When employees and employers freely agree to arbitrate disputes and submit those disputes to an impartial decision-maker, chances are a federal court won’t reverse that decision.
In fact, courts are required to resolve doubts in favor of arbitration, so those who try to bring lawsuits don’t get a “second bite at the apple.”
Recent case: Noris Rogers was an electrician who signed a contract with KBR Technical Services to work for the company in Afghanistan. The agreement included a clause requiring arbitration to resolve any employment or contract claims.

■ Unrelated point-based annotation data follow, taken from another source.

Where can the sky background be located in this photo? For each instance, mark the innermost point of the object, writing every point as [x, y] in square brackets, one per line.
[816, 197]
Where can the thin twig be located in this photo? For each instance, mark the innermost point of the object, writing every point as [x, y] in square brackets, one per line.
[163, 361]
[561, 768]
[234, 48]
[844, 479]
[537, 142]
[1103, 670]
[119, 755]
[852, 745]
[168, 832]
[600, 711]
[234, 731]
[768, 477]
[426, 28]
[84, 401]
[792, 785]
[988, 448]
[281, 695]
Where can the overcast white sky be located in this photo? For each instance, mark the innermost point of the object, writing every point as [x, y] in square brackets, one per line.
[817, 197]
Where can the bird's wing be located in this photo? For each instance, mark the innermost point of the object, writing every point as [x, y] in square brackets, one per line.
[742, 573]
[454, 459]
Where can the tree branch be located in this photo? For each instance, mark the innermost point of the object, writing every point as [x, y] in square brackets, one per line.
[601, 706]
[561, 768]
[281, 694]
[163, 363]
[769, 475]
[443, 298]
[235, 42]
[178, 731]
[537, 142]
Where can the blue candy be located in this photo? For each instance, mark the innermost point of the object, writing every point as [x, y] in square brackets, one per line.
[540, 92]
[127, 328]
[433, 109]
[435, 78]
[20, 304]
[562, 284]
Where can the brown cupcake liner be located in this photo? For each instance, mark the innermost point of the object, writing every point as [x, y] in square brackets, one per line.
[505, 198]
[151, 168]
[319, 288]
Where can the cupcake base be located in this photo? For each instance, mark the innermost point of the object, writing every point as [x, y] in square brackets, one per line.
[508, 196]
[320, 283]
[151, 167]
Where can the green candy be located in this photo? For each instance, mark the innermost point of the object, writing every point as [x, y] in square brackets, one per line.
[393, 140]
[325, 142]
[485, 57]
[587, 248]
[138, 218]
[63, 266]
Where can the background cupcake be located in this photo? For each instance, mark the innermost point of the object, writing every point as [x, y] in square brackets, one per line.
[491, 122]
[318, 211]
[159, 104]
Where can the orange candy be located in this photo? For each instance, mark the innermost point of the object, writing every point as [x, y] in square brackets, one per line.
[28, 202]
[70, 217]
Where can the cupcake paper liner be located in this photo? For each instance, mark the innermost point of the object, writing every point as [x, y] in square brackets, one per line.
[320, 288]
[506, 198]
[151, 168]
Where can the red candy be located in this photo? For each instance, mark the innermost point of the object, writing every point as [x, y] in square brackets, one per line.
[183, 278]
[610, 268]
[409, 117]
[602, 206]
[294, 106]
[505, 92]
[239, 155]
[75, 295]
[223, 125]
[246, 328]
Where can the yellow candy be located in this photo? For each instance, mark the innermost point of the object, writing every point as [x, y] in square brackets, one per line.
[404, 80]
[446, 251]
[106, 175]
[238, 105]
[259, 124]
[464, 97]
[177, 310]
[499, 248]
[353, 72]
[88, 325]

Rogers complained to about alleged problems at the base in Afghanistan and demanded a one-way commercial plane ticket home. When KBR denied his request, he left the base without permission and tried to buy a ticket on his own. However, he lacked the appropriate visa, so he couldn’t leave on a commercial flight.
When Rogers tried to get back on base, he was detained for breaking the rules and sent to Bagram Air Field to wait for a military flight home. KBR fired him.
Rogers demanded arbitration, claiming the company owed him money for breaching the employment contract. When the arbitrator awarded him all of $252.84, he appealed.
The 5th Circuit Court of Appeals upheld the arbitrator’s decision, concluding the arbitrator’s decision was rational and based on the contract he was supposed to interpret. (Rogers v. KBR Technical Services, et al., No. 08-20036, 5th Cir., 2008)
Bottom line: When attorneys draft tight arbitration clauses, employers’ litigation costs often fall. But don’t rely on off-the-shelf forms—have your attorney prepare your arbitration agreements. Otherwise, you may end up spending more time and money defending the agreement in court.